University insurance policy plays waiting game with contraception
The University follows the tradition of the Catholic church regarding contraception. SARAH CELONE/THE VILLANOVAN
Earlier this month, the Obama administration proposed that all employers must provide access to contraception.
While the policy did exclude institutions such as churches, Catholic hospitals and universities, it held the potential to provide access for either employees or students under this mandate.
Though under the new compromise struck this past week, affiliated organizations, such as universities, would not need to directly pay for contraceptives. Policyholders who elect to use it would be eligible to contact the insurance company and obtain it without a raise to their premium.
The University sponsored health insurance plan, facilitated by United Healthcare Options PPO, currently has approximately 400 students under the policy.
According to Mary McGonigle, director of the Health Center, the majority of students elect to waive the school sponsored plan in favor of existing insurance options, such as those of parents or spouses.

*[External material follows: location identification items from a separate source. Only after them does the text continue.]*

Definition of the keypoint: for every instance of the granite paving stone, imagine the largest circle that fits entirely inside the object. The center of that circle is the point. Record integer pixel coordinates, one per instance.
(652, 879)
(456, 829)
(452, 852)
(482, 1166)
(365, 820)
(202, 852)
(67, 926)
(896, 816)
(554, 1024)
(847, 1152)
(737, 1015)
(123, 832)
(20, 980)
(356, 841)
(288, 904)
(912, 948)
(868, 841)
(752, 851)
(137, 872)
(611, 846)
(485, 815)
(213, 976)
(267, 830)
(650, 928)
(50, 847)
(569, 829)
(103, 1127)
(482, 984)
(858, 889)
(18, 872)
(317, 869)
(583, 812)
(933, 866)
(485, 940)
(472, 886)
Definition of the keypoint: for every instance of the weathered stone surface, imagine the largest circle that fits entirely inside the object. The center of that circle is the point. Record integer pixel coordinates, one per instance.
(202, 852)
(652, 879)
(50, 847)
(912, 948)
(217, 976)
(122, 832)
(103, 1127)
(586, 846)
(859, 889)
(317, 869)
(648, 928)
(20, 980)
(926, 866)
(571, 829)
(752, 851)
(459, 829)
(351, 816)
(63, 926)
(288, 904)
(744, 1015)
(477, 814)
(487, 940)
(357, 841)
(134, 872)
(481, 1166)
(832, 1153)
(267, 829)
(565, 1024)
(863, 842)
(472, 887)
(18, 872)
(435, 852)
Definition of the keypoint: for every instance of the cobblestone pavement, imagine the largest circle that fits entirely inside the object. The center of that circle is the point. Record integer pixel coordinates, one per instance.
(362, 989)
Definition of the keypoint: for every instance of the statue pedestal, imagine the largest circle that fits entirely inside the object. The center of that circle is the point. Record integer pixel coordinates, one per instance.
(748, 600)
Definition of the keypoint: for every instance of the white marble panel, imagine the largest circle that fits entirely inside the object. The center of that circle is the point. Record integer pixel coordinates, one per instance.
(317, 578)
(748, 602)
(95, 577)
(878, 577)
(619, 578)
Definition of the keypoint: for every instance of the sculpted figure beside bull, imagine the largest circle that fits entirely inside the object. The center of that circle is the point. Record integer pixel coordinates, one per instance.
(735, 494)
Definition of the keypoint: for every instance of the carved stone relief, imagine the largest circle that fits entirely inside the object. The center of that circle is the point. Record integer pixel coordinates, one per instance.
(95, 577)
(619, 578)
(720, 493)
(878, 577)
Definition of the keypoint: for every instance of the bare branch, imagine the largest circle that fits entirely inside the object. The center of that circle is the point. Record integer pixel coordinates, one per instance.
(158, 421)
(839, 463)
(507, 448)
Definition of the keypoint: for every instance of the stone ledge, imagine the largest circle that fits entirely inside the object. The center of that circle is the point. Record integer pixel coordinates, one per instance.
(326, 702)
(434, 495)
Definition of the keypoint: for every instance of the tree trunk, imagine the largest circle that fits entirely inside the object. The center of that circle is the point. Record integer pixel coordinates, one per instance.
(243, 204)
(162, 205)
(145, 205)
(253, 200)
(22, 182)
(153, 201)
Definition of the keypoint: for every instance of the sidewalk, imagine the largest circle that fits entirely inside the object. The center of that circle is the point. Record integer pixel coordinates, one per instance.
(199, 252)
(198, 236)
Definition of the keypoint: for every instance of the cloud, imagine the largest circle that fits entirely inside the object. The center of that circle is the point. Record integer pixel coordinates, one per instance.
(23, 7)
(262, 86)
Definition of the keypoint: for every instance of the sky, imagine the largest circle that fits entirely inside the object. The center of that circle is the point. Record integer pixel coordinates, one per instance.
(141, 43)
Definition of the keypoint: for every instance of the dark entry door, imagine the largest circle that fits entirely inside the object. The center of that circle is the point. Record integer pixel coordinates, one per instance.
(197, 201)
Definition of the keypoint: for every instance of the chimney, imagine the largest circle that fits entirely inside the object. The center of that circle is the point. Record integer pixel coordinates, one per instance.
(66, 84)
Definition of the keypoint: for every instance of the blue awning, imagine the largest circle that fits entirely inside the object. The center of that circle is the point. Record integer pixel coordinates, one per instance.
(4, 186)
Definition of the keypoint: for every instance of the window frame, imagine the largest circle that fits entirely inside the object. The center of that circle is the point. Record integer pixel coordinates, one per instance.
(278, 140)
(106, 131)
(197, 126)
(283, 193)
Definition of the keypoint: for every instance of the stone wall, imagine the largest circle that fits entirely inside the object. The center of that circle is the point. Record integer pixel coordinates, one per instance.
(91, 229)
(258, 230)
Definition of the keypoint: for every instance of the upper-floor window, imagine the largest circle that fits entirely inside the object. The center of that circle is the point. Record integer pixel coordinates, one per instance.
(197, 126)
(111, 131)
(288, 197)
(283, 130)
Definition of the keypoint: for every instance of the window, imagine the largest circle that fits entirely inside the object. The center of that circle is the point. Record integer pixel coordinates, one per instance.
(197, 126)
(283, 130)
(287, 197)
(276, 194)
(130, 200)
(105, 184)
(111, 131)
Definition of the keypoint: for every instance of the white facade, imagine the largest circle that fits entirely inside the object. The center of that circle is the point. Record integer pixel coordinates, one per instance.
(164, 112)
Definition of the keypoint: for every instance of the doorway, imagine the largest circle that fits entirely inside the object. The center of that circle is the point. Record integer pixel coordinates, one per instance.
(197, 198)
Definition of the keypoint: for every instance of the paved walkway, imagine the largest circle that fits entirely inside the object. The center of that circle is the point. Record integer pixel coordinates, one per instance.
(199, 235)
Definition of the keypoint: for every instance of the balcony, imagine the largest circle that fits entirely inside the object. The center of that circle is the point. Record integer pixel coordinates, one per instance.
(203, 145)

The 2011-'12 insurance policy is effective for a calendar year and began on Aug.1.
For a student, the policy costs $1,190. Though medical coverage is quite extensive, there are exclusions.
Contraceptives, according to McGonigle and the policy brochure, are not covered under the current policy nor will be covered under the 2012-'13 academic year policy.
The uncertainty regarding the implementation and actual language of the proposed mandate leaves the future inclusion of such clauses open to interpretation.
For now, however, the University is upholding its longstanding policy.
"In keeping with the Catholic church's teachings, the University will not prescribe anything that will inhibit the conception of life," McGonigle said.
This includes contraceptive methods such as birth control, devices or medications and emergency methods, such as Plan B.
This has the potential to change in the coming years depending on the result of the heated debate.
"It is hard to say—it is happening so quick," said Rev. John Stack, O.S.A., vice president of Student Life. Stack cited the evolving dialogues and changes, as well as the November election outcome as evidence for the questionable future of contraception and insurance.
While the recent compromise did produce a positive reaction from some Catholic groups throughout the nation because it eliminated the direct payment of the institutions for contraceptives, other groups have condemned the policy.
The U.S. Conference of Catholic Bishops has maintained their disapproval based on moral grounds, a position that Stack says is most closely aligned with that of the University, though the position of the Catholic church in general is reflected in University regulations.
While the University does not permit prescriptions for contraceptives for students or access to un-prescribed contraception, such as condoms, the Health Center does offer treatment and testing for STIs, as well as women's health services. These include gynecological exams and infection evaluation or treatment. The Health Center also provides pregnancy testing free of charge through urine analysis.
The availability of such services raises a contradiction for some, such as junior and practicing Catholic Miller Edwards.
"Why is it that the Health Center offers STI testing and pregnancy tests but doesn't offer the very things that could prevent those?" Edwards said.
To McGonigle, however, there is a distinct separation.
"Pregnancy is not a disease," McGonigle said. "STI treatment is not inhibiting pregnancy."
Instead of contraceptives, the University offers a wealth of resources designed at helping students abstain from sexual activity, such as the Office of Health Promotion's "101 Ways to Make Love without Doing It at Villanova," a list which includes activities a couple can partake in such as "study together in Bartley" and "give them a piggy back ride."
The office also provides information on postponement, intimacy and sexual expression.
In addition, the University offers counseling and support, both academically and otherwise, to students who are pregnant.
"We want pregnant students to stay in school," McGonigle said. Resources such as the Peer Educators, the Villanovans for Life group and Kathy Byrnes, the associate vice president for Student Life, work with students to provide guidance for pregnant individuals.
Until a final decision is made regarding the inclusion of contraceptive coverage in Catholic universities' health insurance plans, the existing measures regarding students' sexual health will be the only sources made available.
As for future health insurance plans, the University, along with the nation, will wait and see how the controversial debate plays out.